Overall, the financial health of J Sainsbury PLC is excellent and can meet its immediate financial obligations. Cash Flow代写
The cash flow statement has followed the international accounting standards by showing how changes in the balance sheet and income affect cash and cash equivalents. It has, therefore provided a picture of how money has been flowing in and out of the company in the financial year. The cash transactions in the period indicate a negative impact on the company’s cash. Compared to the previous years, the company has more investments and debt repayments meaning that it used its debts to finance investment. Cash Flow代写**范文
Debt financing allows the company to leverage a small amount of money into a much more significant sum and hence sparing the growth of the company than it would have been possible through equity financing. On the other hand, it has tried to create a balance through equity financing by selling shares. Equity financing has the benefits that it does not require to be repaid. The use of both equity and debt financing aim to obtain an optimal capital structure.
References Cash Flow代写
Chowdhury, J., Kumar, R. and Shome, D., 2016. Investment–cash flow sensitivity under changing information asymmetry. Journal of Banking & Finance, 62, pp.28-40.
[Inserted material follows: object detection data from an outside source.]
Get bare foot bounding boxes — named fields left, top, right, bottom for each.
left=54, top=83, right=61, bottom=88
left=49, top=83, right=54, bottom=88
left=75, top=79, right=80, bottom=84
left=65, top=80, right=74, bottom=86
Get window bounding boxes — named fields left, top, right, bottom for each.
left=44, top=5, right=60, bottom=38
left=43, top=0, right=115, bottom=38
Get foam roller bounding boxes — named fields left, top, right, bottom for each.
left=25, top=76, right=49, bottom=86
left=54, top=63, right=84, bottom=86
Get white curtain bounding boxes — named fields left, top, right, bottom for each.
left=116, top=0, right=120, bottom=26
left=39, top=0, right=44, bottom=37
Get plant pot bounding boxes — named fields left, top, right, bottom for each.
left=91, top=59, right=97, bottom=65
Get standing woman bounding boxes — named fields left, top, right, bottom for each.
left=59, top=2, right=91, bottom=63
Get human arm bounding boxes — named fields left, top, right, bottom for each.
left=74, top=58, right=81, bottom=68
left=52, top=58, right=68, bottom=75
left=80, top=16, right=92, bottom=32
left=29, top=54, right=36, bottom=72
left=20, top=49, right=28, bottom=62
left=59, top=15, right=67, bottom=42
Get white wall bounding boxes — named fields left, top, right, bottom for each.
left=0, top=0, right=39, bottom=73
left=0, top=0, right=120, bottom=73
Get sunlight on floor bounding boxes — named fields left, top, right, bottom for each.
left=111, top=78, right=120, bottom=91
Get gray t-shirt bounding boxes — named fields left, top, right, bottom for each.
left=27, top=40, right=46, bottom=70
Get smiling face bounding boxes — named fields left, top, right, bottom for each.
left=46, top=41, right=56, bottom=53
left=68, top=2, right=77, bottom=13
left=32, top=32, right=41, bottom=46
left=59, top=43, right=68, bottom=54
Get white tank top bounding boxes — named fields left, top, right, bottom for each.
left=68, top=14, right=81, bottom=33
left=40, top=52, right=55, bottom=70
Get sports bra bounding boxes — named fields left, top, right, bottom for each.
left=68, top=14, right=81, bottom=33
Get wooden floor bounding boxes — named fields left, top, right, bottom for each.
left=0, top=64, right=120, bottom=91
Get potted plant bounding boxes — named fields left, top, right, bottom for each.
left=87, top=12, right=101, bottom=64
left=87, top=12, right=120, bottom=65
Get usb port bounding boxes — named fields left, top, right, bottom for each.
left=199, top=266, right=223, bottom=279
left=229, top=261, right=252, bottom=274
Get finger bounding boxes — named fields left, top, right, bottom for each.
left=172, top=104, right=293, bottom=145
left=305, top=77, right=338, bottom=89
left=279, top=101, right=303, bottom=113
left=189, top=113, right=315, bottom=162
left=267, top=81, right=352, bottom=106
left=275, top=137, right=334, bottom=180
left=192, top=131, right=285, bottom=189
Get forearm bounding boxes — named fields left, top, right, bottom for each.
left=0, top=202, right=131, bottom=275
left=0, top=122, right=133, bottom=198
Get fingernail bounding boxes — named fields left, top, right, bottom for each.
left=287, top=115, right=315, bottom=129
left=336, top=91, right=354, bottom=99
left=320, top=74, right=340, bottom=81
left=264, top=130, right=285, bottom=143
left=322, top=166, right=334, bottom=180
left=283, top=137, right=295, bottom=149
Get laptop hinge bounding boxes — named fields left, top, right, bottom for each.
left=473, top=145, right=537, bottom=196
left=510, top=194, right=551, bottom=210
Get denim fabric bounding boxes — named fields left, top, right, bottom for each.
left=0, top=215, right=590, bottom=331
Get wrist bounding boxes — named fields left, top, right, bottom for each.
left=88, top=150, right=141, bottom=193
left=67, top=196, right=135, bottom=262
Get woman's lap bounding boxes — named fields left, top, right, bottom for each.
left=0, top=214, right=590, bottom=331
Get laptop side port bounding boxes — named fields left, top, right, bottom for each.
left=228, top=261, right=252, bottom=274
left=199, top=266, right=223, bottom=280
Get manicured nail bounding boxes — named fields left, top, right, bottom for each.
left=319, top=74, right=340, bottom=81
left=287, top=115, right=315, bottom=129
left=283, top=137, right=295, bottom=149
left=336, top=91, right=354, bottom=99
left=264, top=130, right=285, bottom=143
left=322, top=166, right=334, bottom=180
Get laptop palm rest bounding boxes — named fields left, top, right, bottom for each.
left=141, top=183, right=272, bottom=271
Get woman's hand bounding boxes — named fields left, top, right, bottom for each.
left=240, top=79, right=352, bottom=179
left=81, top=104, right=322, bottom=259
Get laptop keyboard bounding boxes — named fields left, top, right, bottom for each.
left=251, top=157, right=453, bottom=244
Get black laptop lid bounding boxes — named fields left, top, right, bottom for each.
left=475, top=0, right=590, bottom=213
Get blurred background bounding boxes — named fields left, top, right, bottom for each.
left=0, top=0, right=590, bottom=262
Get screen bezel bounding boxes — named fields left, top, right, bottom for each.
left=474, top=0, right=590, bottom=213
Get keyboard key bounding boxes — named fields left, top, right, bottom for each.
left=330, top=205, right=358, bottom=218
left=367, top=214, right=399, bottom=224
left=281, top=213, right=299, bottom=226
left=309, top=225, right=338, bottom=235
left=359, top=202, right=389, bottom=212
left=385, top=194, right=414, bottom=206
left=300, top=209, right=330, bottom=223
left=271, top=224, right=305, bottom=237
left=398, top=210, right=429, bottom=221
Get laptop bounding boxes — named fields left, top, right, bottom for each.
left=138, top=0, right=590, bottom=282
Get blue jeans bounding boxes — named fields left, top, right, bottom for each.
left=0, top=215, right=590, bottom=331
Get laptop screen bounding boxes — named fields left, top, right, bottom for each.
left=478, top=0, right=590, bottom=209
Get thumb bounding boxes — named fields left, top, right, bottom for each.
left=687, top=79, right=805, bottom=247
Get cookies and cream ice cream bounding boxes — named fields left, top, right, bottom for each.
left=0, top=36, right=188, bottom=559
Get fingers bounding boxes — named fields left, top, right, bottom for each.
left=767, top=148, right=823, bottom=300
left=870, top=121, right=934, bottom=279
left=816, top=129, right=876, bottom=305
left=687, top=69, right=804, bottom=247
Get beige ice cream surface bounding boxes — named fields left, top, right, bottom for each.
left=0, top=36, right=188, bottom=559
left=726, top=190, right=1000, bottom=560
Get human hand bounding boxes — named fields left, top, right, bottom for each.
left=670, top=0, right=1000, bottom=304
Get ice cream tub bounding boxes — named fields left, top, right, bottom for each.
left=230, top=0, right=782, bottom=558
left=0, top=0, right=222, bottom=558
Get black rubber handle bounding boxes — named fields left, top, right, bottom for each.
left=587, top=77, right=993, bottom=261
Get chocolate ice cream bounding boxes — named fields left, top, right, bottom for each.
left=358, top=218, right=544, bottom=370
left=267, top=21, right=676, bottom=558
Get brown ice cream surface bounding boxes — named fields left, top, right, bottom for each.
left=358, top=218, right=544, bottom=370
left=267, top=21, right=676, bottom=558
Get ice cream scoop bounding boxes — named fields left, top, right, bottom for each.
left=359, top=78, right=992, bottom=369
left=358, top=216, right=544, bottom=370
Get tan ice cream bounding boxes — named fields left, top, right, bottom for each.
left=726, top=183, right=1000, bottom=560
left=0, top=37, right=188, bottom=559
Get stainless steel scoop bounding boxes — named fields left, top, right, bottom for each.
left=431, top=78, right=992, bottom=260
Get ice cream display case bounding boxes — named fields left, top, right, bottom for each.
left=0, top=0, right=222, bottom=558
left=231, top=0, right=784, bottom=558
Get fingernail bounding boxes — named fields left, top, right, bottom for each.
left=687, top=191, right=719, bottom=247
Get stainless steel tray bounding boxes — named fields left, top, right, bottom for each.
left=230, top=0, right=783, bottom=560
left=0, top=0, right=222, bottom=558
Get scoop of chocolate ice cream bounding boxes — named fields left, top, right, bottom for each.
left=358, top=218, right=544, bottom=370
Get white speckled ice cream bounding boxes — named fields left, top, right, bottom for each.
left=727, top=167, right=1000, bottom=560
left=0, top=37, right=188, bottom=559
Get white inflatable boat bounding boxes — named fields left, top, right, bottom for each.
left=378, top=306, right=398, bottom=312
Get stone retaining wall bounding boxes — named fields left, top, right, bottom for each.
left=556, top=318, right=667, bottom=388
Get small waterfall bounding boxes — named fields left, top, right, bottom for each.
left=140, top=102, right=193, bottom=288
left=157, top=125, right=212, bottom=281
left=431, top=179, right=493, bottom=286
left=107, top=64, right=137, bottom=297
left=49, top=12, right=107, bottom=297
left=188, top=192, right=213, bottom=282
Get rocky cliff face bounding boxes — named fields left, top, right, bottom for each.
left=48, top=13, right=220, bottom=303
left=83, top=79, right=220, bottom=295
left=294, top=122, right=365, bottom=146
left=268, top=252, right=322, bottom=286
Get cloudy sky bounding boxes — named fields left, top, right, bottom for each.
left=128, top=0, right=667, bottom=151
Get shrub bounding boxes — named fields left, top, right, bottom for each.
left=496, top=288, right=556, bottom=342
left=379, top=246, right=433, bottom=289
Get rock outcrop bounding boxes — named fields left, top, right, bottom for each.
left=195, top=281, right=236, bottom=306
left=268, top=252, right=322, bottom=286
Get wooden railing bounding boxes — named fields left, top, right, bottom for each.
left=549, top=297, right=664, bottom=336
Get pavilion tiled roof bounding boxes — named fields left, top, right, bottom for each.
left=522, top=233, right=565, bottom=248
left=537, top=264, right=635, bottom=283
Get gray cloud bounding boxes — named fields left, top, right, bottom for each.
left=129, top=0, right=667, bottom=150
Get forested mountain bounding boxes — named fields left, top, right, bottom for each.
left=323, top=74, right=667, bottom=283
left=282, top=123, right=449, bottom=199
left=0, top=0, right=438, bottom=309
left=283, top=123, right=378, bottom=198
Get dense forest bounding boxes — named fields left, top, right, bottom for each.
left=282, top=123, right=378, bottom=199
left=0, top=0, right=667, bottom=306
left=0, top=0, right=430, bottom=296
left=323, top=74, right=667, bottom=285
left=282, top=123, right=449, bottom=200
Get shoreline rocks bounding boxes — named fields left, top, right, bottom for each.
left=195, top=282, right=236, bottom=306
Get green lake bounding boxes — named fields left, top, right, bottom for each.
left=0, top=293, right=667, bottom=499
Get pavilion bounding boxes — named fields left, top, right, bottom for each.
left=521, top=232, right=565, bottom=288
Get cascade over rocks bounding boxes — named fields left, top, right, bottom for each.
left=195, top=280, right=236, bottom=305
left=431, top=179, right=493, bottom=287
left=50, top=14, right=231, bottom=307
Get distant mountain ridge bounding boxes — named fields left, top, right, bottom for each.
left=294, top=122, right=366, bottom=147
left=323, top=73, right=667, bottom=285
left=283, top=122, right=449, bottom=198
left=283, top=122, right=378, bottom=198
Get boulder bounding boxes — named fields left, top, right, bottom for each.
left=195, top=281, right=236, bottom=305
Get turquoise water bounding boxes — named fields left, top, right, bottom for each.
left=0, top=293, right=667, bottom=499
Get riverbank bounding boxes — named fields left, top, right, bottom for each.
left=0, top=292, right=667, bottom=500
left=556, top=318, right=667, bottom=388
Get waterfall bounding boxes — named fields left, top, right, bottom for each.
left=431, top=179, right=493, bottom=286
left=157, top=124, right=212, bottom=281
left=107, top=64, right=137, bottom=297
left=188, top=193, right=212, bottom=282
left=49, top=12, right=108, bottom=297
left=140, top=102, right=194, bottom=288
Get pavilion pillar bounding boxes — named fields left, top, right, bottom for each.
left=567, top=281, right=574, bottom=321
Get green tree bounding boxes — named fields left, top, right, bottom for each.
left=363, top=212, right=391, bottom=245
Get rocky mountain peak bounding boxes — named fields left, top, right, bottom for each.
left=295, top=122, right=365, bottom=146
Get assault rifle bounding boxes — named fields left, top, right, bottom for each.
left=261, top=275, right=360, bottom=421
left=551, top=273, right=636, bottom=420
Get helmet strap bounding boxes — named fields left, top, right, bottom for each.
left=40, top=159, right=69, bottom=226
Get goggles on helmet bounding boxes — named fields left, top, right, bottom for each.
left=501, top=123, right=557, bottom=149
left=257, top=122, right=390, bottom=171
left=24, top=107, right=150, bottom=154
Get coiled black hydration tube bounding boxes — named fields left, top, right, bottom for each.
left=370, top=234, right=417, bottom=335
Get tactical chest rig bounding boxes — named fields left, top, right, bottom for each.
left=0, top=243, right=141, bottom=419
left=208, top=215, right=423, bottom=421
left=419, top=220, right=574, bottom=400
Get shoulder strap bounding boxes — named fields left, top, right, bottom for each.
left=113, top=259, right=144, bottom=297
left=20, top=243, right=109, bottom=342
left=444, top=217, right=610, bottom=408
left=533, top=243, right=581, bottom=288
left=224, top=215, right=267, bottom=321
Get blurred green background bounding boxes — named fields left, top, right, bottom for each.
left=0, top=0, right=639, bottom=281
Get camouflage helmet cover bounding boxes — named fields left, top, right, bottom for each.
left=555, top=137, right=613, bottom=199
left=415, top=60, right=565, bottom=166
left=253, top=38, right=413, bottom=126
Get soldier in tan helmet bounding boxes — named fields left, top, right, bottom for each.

Bhandari, S.B. and Iyer, R., 2013. Predicting business failure using cash flow statement-based measures. Managerial Finance, 39(7), pp.667-676.
J Sainsbury PLC., 2019. Annual report and financial statements 2019. J Sainsbury PLC. Strategic Report.
Kordestani, G., Bakhtiari, M. and Biglari, V., 2011. The ability of combinations of cash flow components to predict financial distress. Business: Theory and Practice, 12(3), pp.277-285.
Kaplan, S.N. and Zingales, L., 2000. Investment-cash flow sensitivities are not valid measures of financing constraints. The Quarterly Journal of Economics, 115(2), pp.707-712.
Lee, L.F., 2011. Incentives to inflate reported cash from operations using classification and timing. The Accounting Review, 87(1), pp.1-33.
Tran, L.M., Mai, C.H., Le, P.H., Bui, C.L.V., Nguyen, L.V.P. and Huynh, T.L.D., 2019. Monetary policy, cash flow and corporate investment: empirical evidence from Vietnam. Currency Crisis, p.72.
Williams, E.E. and Dobelman, J.A., 2017. Financial statement analysis. World Scientific Book Chapters, pp.109-169.